Это профессиональное недоверие смущало, многое ставило под сомнение, мешало непосредственным ощущениям. Он обратил внимание на большое движение в городе, странное для праздничного дня, когда не работали даже мелкие лавки. Навстречу все время шли люди, навстречу, с Ходынки, а не к ней. Шли молча, со строгими безулыбчивыми лицами, не глядя по сторонам, а чаще уставясь в землю. Ситцевые узелочки с подарками он заметил у двух-трех, не более, может быть, потому, что в глаза бросалась какая-то измятость, что ли. Измятость одежд, фигур, лиц, походок, наконец. «Пьяные, что ли?.. — размышлял Василий Иванович, еще не решаясь представить себе возможные размеры трагедии. — Да нет, не похоже. Может, праздник отменили?.. Конечно, давка там вполне возможна, и большая давка, но…» Но следовало увидеть все собственными глазами, побеседовать с непосредственными участниками возможной трагедии, а времени не было. По корреспондентским своим обязанностям он должен был лично присутствовать при всех выходах государя в народ, а именно таковое предусматривал сегодняшний распорядок. Вот почему он избегал теперь расспросов, а то, что видел с пролетки, немедленно подвергал всесторонней критике не потому, что этого как бы «не могло быть», а потому, что не хотел создавать некий образ события до того, как мог детально с ним ознакомиться.
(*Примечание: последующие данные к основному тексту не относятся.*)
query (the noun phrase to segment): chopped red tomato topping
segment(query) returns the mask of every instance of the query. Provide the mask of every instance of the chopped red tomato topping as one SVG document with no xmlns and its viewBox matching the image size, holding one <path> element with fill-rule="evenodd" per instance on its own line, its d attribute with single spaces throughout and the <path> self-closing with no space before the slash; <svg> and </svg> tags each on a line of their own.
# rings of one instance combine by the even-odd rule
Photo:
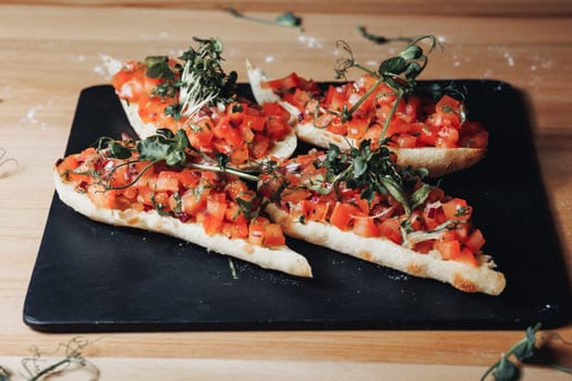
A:
<svg viewBox="0 0 572 381">
<path fill-rule="evenodd" d="M 428 97 L 406 96 L 395 107 L 385 136 L 385 124 L 397 100 L 387 84 L 379 85 L 369 96 L 363 96 L 377 79 L 365 75 L 355 82 L 330 85 L 320 90 L 315 83 L 295 73 L 272 79 L 263 86 L 272 88 L 283 100 L 295 106 L 301 121 L 314 123 L 333 134 L 377 144 L 380 138 L 391 137 L 390 146 L 399 148 L 486 148 L 488 133 L 477 122 L 466 119 L 463 101 L 445 95 L 437 102 Z M 341 122 L 333 114 L 351 109 L 361 100 L 352 118 Z M 319 108 L 317 108 L 319 106 Z M 329 110 L 330 112 L 317 110 Z"/>
<path fill-rule="evenodd" d="M 174 67 L 177 62 L 171 60 L 169 64 Z M 277 102 L 258 106 L 238 99 L 222 111 L 217 107 L 204 107 L 191 119 L 178 115 L 172 112 L 178 107 L 178 95 L 156 94 L 158 85 L 178 78 L 150 78 L 146 71 L 144 63 L 126 62 L 111 81 L 118 96 L 137 105 L 144 123 L 174 133 L 183 128 L 191 145 L 207 155 L 221 152 L 230 157 L 232 164 L 244 164 L 267 156 L 273 143 L 284 139 L 291 132 L 290 113 Z M 289 83 L 300 85 L 294 77 Z"/>
<path fill-rule="evenodd" d="M 285 244 L 280 225 L 264 217 L 251 217 L 256 214 L 252 211 L 259 207 L 259 200 L 239 177 L 158 163 L 142 173 L 148 164 L 127 164 L 88 148 L 61 160 L 57 171 L 62 181 L 86 193 L 99 208 L 157 210 L 182 222 L 200 223 L 209 235 L 222 234 L 267 247 Z"/>
<path fill-rule="evenodd" d="M 322 151 L 314 149 L 280 161 L 279 167 L 287 169 L 283 176 L 263 174 L 259 193 L 271 197 L 281 192 L 276 205 L 301 223 L 329 223 L 363 237 L 384 237 L 398 245 L 410 245 L 421 254 L 436 250 L 446 260 L 477 265 L 476 255 L 485 245 L 485 238 L 480 230 L 472 228 L 473 209 L 464 199 L 448 197 L 442 189 L 434 187 L 425 201 L 407 216 L 389 194 L 364 199 L 360 189 L 348 188 L 343 183 L 336 192 L 312 190 L 318 179 L 326 177 L 327 168 L 316 164 L 324 158 Z M 409 241 L 411 233 L 415 233 L 413 243 Z M 427 238 L 423 238 L 424 233 Z M 251 239 L 255 237 L 256 232 L 251 232 Z"/>
</svg>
Мысленно он все время твердил себе, что все слухи — невольное, вполне естественное, но в то же время и бессовестное преувеличение реального несчастья, столь свойственное русскому человеку, особенно в торжественные дни: он называл это «компенсацией за личное неучастие». Так, встреченные им на Тверской пожарные дроги и бочки, а также несколько закрытых брезентом обозных военных фур с нестроевыми солдатами на козлах он тут же объяснил самому себе, как спешную вывозку не убранного вовремя строительного мусора с государевых глаз, упорно твердя себе: «Все пока объяснимо логически, все объяснимо».
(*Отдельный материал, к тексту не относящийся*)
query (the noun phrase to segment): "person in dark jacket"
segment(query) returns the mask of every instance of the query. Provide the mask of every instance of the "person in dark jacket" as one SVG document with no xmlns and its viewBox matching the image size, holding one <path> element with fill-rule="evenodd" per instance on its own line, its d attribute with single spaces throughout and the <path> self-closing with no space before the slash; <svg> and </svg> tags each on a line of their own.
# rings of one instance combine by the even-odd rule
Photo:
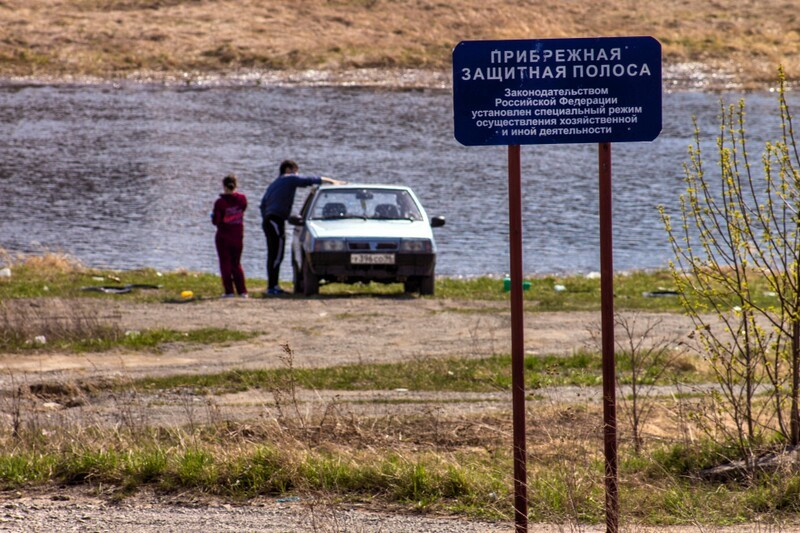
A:
<svg viewBox="0 0 800 533">
<path fill-rule="evenodd" d="M 282 294 L 278 286 L 283 248 L 286 241 L 286 219 L 292 212 L 294 193 L 298 187 L 310 187 L 321 183 L 341 185 L 344 182 L 325 176 L 301 176 L 294 161 L 283 161 L 280 175 L 267 187 L 261 199 L 261 220 L 267 238 L 267 294 Z"/>
<path fill-rule="evenodd" d="M 233 298 L 236 293 L 247 298 L 247 287 L 242 270 L 242 249 L 244 248 L 244 212 L 247 209 L 247 197 L 236 192 L 236 176 L 225 176 L 222 180 L 224 192 L 214 202 L 211 222 L 217 227 L 214 239 L 219 256 L 219 273 L 222 286 L 225 288 L 223 298 Z"/>
</svg>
Где-то около часу дня Василию Ивановичу удалось пробиться к Царскому павильону, расположенному напротив Петровского дворца, да и то только с помощью демонстрации корреспондентского значка. Подъехать к трибуне, где были определены места для корреспондентов, не удалось, пролетку остановили, и Немирович-Данченко встал в ней, чтобы сойти.
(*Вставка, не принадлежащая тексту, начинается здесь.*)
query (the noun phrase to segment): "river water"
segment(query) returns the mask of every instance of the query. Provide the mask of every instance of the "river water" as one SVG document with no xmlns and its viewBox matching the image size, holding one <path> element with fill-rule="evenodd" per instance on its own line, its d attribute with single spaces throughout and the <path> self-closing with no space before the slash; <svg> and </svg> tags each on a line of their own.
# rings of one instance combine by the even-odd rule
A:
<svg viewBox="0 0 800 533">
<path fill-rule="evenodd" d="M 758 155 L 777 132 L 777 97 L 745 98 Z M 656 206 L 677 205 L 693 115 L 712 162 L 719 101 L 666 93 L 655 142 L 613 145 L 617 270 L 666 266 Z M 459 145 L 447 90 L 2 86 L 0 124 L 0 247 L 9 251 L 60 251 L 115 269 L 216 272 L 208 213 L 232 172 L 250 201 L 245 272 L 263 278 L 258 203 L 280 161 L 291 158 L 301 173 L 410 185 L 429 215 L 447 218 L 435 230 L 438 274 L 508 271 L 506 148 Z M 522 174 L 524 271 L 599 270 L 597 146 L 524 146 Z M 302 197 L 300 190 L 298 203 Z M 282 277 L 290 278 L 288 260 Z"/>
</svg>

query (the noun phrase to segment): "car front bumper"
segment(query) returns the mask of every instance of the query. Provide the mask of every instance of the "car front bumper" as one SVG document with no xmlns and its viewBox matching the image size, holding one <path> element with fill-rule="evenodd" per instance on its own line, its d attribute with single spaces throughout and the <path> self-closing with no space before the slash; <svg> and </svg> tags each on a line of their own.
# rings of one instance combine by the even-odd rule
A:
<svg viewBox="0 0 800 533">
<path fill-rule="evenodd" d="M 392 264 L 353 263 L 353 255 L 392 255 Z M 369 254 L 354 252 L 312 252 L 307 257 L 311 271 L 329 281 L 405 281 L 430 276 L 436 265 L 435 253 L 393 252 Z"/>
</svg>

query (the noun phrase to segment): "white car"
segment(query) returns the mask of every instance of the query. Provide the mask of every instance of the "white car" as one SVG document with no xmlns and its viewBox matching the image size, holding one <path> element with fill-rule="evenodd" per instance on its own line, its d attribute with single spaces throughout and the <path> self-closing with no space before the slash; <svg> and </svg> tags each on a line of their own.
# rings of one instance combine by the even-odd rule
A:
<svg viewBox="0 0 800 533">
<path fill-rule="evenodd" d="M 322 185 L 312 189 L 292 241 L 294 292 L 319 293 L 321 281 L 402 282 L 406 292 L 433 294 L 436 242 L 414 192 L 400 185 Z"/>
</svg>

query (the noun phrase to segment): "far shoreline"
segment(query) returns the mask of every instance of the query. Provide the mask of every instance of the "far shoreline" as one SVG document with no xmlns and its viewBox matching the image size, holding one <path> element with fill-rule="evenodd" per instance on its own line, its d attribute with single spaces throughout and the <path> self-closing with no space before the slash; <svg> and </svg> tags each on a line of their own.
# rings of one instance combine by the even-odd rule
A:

И… задержался, увидев вдалеке Ходынское поле.
Оно было закрыто сплошной стеной народа. Народ стоял и на обочинах Петербургского шоссе, куда только хватал глаз: и в сторону Москвы, и дальше, к селу Всехсвятскому, подковой охватывая Ходынское поле. И душа его словно вдруг съежилась в предчувствии неминуемого страшного удара.
С этим ощущением нарастающей тревоги он и прошел на свою трибуну. Ранее прибывшие коллеги тут же окружили его.
— Знаете, что там, на Ходынке?
— Нет. А что?
— Несколько тысяч раздавлено.
— Ах, господа, господа, — вздохнул Василий Иванович. — Нам по долгу своей профессии по пальцам считать надобно, прежде чем такое говорить.
— Ну, хорошо, но всмотритесь в лица простонародья. На лица внимания не обращали, Василий Иванович? — наседал бородатый экспансивный корреспондент «Московского листка». — Они же все измученные, угнетенные какие-то. Ни одного веселого не встретил! И это — в праздничный день!
— Можно подумать, коллеги, что вы вчера прибыли из Парижа. — Немирович-Данченко опять вздохнул: не дышалось ему что-то, не дышалось. — Я веселых лиц тоже не видел, но измученных, угнетенных… Помилуйте, коллеги, русский человек гораздо глубже такого европейского определения. Он настолько вынослив, настолько терпелив и способен долго и упорно сдерживать все свои чувства, что даже в трагические минуты выглядит равнодушным. А что в этот момент в душе его творится, одному Богу ведомо. Ему куда более свойственна азиатская невозмутимость нежели галльская темпераментная непосредственность, которой грешат многие из нас.